Isn’t there just something about figs that seems totally luxurious? Perhaps it’s their fleeting harvest season…or maybe it’s the sweet syrup that oozes right out of their purple skin…or possibly just the fact that they’re actually really expensive. Whatever the reason, when I suddenly see market shelves overflowing with ripe figs, I have to have them. This flatbread recipe was born when I had some I needed to use up, and truthfully, this recipe is simply a combination of some of my favorite flavors. Creamy goat cheese, sweet ricotta and zesty orange pair beautifully with the rich figs for a combination that makes a to-die-for appetizer…or, paired with a glass of port, a totally sophisticated dessert. Keep reading for more photos and the recipe…
Fig & Goat Cheese Flatbread
- 1 ball pizza dough at room temp (store-bought or homemade)
- olive oil, for brushing
- 4 oz goat cheese
- 2 oz whole-milk ricotta
- 1 tsp honey
- 6 figs, sliced thinly
- 1 tsp thyme, minced
- 1 orange, zested into long strips
- salt & pepper
- Place a pizza stone or cookie sheet in the bottom of the oven and preheat the oven to 500°. Allow the pizza stone to heat thoroughly.

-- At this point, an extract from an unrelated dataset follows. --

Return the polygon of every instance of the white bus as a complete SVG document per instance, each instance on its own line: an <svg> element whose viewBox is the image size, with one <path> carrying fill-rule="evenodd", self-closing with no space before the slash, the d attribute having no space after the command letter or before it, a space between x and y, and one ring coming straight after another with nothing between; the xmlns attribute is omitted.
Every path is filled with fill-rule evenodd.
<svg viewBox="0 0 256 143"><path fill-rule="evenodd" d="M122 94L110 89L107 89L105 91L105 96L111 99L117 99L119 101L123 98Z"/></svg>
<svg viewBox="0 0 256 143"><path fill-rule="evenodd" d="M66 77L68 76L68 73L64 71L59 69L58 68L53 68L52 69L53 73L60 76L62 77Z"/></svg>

- On a lightly floured surface, roll out pizza dough to a 12-inch round. Brush with olive oil and carefully transfer to hot pizza stone. Bake for 5 minutes until crust starts to puff up.
- Meanwhile, whisk goat cheese, ricotta and honey in a small bowl until fluffy. Remove crust from oven, and dollop cheese all over the crust, leaving a 1-inch border all around.
- Arrange sliced figs over cheese in concentric circles, starting from the middle. Sprinkle with thyme and orange zest, then season with salt and pepper. Bake in oven for 10 more minutes, until crust is crispy and golden brown.
- Remove from oven and sprinkle with toasted walnuts. Allow to sit for 5 minutes before slicing into wedges.